Reading, it’s better than ever


This morning, as I started reading The Myth of You and Me by Leah Stewart, I had something of an epiphany, I suppose: I feel as if I’ve become a better reader in the past decade, reading deeply and with sharper understanding, not only of the way a novel works, but a better understanding of character, of how narrative works, etc. The sort of things I should’ve learned in graduate school.

Instead, in graduate school, I tried to pretend to understand a novel and then tried to squeeze a work into theory du jour. Theorist Mikhail Bakhtin was popular then. I had to pretend to understand something he called dialogic discourse. To this day, I can’t really tell you what such a term means. I can only suppose it means multiple narrators within a Text (the preferred academic theory term for a book) talking with each other or some such thing.

I found pleasure in researching scholarship and trying to digest theory (and anyone who knows me knows I’m no philosopher) but reading for the sake of pleasure seemed zapped out of me. I was kind of hunting out hidden esoteric meaning in a novel, and made it even more difficult for myself by finding such things in Faulkner.

I had forgotten the joy of reading for pleasure and encountering the novelist’s ideas, her view of the world, and the shared experience of discovering it with her and her novel’s protagonist, thinking deeply about the world, rather than trying to make the novelist think like a theorist of the novel. Now I can laugh at the hysterical parts of Nick Hornby’s How to be Good and feel his narrator Kate’s sense of frustration as she ponders exactly what it means to be good. And I can be intrigued by Oliver the aging historian’s concept of time and how that’s going to figure into the rest of the The Myth of You and Me. I’m glad I’ve rediscovered reading these days, rather than whatever it was I was doing in grad school.

4 thoughts on “Reading, it’s better than ever

  1. I feel like I’ve rediscovered reading these days too — grad school, as much as I did enjoy it at times, makes reading complicated in a way I didn’t always like. I’m grateful for a return to a simpler kind of enjoyment — for me, it’s without the pressure of feeling like I had to have a NEW insight about a book. I’m free to see the same things other critics see, and that’s fine!

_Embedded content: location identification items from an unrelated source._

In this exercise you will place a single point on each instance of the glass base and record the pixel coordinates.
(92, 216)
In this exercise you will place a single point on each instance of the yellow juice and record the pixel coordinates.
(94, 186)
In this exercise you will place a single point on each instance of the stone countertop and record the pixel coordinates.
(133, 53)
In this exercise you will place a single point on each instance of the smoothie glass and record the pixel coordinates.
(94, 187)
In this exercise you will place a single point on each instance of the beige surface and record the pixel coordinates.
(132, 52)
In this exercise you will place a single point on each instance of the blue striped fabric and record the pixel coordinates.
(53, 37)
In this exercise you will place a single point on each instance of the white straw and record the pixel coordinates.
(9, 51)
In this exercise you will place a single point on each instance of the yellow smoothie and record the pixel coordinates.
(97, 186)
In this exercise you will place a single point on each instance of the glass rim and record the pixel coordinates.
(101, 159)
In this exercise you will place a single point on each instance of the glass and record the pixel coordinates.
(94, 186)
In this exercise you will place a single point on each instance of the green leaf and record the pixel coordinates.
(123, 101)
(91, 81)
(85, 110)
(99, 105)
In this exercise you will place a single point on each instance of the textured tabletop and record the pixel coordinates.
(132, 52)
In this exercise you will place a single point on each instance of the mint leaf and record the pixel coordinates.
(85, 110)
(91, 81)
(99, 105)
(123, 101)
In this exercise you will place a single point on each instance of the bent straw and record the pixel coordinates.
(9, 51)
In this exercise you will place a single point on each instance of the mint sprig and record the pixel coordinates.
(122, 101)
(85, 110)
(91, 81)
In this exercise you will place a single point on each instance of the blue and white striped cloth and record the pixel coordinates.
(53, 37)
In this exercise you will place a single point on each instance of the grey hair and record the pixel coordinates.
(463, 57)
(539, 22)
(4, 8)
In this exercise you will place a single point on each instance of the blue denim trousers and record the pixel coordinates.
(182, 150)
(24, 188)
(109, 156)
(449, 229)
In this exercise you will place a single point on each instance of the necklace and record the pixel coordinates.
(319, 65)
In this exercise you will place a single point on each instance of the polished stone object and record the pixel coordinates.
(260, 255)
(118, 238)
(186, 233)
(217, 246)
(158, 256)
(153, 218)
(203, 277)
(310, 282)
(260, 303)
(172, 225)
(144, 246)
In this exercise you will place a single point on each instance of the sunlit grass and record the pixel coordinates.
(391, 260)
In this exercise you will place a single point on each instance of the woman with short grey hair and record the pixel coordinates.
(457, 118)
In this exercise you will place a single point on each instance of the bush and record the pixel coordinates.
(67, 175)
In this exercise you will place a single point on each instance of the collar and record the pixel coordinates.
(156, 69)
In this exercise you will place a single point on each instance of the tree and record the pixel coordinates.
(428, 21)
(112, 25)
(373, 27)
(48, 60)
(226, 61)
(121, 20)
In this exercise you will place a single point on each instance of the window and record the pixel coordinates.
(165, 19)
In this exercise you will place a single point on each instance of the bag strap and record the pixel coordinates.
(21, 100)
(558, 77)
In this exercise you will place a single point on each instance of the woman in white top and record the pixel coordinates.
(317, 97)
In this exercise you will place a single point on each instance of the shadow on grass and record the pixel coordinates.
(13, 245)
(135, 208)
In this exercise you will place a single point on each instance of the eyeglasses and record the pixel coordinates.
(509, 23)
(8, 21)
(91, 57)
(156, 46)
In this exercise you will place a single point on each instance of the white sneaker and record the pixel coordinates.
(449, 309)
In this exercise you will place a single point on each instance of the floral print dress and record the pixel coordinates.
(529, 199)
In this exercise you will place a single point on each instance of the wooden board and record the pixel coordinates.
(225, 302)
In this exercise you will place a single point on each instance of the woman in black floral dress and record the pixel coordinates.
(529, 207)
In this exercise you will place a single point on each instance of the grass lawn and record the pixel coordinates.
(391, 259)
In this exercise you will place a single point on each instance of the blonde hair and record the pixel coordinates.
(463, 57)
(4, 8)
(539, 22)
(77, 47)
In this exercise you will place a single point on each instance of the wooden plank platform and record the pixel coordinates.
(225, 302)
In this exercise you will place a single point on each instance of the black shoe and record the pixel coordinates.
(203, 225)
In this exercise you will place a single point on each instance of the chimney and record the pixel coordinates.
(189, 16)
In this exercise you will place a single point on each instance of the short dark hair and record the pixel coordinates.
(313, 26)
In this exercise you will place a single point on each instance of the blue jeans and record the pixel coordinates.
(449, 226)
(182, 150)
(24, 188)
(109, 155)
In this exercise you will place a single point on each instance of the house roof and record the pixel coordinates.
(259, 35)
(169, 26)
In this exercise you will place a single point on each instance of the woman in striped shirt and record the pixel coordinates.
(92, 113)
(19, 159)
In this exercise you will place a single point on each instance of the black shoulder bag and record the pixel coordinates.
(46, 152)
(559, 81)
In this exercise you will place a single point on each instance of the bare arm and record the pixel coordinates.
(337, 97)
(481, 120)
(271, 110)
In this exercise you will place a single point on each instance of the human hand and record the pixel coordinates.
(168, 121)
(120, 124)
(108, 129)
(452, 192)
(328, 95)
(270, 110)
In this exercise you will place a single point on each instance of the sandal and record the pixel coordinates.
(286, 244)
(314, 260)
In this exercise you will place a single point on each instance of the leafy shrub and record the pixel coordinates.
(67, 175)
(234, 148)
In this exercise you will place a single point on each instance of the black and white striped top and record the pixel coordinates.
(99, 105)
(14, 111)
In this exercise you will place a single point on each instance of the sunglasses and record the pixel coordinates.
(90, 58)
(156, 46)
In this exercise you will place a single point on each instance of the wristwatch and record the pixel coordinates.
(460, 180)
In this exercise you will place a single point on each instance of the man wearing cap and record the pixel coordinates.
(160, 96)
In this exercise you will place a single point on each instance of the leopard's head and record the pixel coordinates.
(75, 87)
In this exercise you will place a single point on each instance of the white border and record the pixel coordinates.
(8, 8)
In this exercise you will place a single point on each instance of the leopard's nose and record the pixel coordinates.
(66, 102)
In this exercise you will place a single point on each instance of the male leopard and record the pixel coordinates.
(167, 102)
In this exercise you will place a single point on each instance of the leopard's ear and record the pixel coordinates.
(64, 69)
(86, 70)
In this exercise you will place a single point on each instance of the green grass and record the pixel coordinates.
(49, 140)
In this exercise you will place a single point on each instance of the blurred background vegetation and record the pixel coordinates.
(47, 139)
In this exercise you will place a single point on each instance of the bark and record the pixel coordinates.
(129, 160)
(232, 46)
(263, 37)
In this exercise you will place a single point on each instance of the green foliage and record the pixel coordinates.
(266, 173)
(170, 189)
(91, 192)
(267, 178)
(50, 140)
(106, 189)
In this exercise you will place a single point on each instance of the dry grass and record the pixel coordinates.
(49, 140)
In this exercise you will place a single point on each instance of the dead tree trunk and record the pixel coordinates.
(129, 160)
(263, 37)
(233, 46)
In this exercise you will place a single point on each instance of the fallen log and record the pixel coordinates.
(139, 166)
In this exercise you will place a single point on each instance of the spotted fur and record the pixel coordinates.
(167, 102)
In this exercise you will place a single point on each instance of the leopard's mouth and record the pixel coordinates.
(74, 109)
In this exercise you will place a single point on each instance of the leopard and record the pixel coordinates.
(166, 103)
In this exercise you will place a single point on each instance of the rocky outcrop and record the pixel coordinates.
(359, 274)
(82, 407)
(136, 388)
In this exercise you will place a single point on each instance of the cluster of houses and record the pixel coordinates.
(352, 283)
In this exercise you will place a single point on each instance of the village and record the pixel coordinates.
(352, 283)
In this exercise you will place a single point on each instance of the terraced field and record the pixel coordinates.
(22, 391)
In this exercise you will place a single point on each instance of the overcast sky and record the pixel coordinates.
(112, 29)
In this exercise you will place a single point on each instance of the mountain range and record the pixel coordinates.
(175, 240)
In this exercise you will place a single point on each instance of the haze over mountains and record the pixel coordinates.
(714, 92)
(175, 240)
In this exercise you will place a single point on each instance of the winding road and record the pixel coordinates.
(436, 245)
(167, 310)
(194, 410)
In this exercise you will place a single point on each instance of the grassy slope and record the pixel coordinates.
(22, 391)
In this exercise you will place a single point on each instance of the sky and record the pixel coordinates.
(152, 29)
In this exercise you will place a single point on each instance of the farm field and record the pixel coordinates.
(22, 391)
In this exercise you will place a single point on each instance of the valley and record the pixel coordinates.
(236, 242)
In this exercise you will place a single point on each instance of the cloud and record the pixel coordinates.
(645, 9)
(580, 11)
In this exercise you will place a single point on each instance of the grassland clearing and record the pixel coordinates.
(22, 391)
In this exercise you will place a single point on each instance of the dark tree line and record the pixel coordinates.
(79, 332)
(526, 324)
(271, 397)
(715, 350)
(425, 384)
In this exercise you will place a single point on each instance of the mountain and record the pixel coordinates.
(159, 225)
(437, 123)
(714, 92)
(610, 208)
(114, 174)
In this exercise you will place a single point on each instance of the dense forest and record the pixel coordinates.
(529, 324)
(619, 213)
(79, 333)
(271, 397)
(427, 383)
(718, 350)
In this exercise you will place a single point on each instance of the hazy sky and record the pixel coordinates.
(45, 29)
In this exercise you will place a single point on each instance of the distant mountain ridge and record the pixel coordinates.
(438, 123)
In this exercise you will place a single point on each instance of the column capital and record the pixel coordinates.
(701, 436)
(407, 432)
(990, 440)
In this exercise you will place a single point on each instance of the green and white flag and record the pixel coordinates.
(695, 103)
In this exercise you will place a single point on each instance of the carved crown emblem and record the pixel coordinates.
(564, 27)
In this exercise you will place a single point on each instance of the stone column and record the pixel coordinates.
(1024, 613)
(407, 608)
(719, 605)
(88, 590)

  2. I agree and disagree. I love music and movies. However, I barely passed high school music theory becuase I found it so boring and soul-sucking of the simple joys I often find in music. On the other hand, the film courses I took in college heightened my appreciation of movies by showing elements such as how the director uses the film frame as a canvas that I might have not otherwise discovered. I think most of that academic stuff is overintellectualized twaddle much in the same way most film and music critics pretty much ruin their respective fields by overanalyzing and trying to intellectualize them to the point of losing sight of the simple emotional qualities that make an impression on you.

  3. Just read another post about the vanishing art known as “reading for pleasure”. And publishers wonder why the business is in trouble…

    My theory: A legion of readers hunger and thirst after meaningful, gripping, beautifully told STORIES as much as they ever did. Give it to them and they will line up to buy books.